One morning when I was in the third grade, my mother and I were working our way down the stairs of our apartment building. We were living in the cold ass Bronx in a third-floor apartment, and while I had walked myself to school in Puerto Rico during the first and second grade, there was no way that was going to be a reality living in the Bronx in the early 90’s.
When we got downstairs, we stumbled across one of our first floor neighbors, a lady who was struggling to put her toddler in a stroller to take her son, who was about my age, to school as well. The moment my mother saw her she told the woman to stop. My mother explained that she was taking me to school as well, and that she was more than happy to take her son with us.
I’m pretty sure we had not met that woman before that moment, and in that moment, that woman could not have been more relieved. So every day for the remainder of our time in New York, if it was a school day, my mother was happy to do this lady the favor of escorting her son safely to school.
One of the things I struggle with daily is what to decide to write and what to decide to share. This story, like so, so, so many others that I have is part of who I am, and it is part of the lessons I’ve learned in my 30+ years of paying attention to the world around me.

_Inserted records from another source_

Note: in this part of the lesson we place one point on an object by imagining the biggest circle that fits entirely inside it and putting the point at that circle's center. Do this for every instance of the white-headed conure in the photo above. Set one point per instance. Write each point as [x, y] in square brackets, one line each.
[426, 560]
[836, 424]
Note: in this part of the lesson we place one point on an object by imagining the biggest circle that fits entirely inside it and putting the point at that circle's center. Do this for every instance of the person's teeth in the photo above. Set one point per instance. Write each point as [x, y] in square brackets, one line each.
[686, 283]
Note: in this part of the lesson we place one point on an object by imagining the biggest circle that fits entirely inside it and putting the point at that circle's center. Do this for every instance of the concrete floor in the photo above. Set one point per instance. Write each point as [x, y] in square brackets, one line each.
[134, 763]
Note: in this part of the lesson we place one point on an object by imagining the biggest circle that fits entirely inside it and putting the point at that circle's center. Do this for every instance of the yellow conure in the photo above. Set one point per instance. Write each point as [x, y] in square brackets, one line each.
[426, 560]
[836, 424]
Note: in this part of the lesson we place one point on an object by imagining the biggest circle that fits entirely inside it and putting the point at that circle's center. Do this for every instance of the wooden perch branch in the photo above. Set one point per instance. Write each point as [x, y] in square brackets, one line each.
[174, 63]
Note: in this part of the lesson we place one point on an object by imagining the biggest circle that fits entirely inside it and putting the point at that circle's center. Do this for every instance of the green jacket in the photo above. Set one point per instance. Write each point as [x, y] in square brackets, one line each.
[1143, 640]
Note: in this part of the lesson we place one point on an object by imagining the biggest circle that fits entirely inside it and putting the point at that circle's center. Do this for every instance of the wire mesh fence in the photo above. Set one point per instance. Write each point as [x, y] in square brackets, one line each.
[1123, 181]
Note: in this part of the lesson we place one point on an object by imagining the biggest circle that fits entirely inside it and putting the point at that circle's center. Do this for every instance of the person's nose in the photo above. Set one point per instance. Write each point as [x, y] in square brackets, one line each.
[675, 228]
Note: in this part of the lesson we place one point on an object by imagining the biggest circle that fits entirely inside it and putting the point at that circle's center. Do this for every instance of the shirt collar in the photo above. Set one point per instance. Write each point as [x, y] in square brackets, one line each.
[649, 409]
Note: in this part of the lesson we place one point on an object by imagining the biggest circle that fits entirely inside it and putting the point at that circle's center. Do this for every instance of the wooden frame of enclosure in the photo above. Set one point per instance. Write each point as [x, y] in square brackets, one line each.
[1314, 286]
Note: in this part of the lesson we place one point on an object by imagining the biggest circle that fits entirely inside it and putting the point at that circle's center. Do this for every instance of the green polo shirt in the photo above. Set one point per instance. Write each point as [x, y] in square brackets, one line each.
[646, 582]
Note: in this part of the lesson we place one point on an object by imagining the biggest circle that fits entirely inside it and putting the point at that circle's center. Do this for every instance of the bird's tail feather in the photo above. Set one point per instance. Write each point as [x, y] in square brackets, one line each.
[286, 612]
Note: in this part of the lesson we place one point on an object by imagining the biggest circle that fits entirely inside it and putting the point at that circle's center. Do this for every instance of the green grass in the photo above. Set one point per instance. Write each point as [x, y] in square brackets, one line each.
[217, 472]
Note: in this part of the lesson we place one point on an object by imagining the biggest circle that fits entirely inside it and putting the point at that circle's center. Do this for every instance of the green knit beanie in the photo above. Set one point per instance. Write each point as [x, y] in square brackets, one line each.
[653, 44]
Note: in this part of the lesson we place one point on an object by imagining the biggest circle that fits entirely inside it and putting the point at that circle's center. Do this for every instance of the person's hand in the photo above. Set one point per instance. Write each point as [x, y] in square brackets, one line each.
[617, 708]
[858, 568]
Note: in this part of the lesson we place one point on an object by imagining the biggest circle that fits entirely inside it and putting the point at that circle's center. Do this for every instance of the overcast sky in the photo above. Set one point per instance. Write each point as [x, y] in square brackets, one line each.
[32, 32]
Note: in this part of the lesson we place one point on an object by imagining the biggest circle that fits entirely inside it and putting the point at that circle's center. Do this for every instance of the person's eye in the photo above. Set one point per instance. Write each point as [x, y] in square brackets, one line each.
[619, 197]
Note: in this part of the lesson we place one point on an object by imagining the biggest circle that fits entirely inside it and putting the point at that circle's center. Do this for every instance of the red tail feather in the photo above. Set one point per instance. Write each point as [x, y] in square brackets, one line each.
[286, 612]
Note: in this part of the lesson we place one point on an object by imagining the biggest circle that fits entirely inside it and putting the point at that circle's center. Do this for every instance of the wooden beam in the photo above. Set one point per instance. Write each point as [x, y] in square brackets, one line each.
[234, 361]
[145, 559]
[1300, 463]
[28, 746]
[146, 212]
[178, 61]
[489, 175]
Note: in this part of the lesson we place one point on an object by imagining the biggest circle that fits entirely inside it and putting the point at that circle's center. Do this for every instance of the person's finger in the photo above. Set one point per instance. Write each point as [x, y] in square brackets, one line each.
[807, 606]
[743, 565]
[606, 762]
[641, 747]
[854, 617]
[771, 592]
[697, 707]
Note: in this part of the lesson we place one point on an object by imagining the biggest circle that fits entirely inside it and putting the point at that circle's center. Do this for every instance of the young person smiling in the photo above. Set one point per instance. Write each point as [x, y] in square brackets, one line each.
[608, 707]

People are interesting. They’re complex. They are the summation of their experiences, their heartbreaks and triumphs, and they deserve to have their stories heard. They deserve to be acknowledged, respected, and remembered, and I want to preserve the stories of the people that I’ve known.
But people are also flawed, myself wholly included. We make mistakes, harsh decisions and are resistant to change. I have a long list of people who I’d wish would receive a rude awakening. But I also have very specific points in my life where I’ve wished, wholeheartedly, that I could turn back time and do it all over again.
One of the things I struggle with the most is sharing personal stories that paint others in an unflattering light. The New York Diaries was my attempt at that, and to this day I’m still on the fence about leaving all those stories open to the public. It was a hard time for me, and I wanted to show friends and family that I did not disappear because I was too busy partying it up in New York. But… exposing my trauma for all to see?
Yes, its cathartic to get it off your chest, but the internet is written not in pencil, but in ink, and once those stories are out there, they’re essentially out there forever. In any story, there are monsters and sociopaths who deserve to be exposed for what they are. But then there are many others who are simply flawed, stunted, or just fucking dumb. I don’t know what 45 year-old me will feel about exposing them and potentially humiliating them, and I’m still not comfortable making this decision for her.
For a long time, my compromise was to write in notebooks, and I was content with the idea of someone finding my notebooks and publishing them long after I’m dead and there’s no consequences, but I’ve just learned the hard way that notebooks are not impervious to water or fire. My other compromise is fiction, and even then I feel like I’ll never be done.
So, why do I write?
I write to share experiences.
I write because I think it matters.
I write because I want to inspire others, even if it means my own family.
I write because it’s what I love.
I write so that when people look at my work, they see what it’s like to pull yourself up by your bootstraps so often that they snap in your face, over and over and you keep doing it because it’s what you want.
I write so that people will look at my work and think, this is what happens when you make bold decisions. This is what happens to people on a microsocial level in certain environments. This is what happens when there aren’t appropriate systems in place. This is the life of someone who doesn’t look like me, who comes from a reality different than mine, and who sees the world differently than I do. Or better, this is the life of someone who looks like me, who comes from a very similar reality, and who sees the world the same way I do.
But I don’t like to write to hurt others.
I don’t like to write to be scandalous or salacious.
I don’t write for attention, or page hits or to go viral. The idea of it makes me feel like I’m having a panic attack.
I write for the people I love, to show them that I did listen, and that, at the very least, someone will remember me long after I’m gone.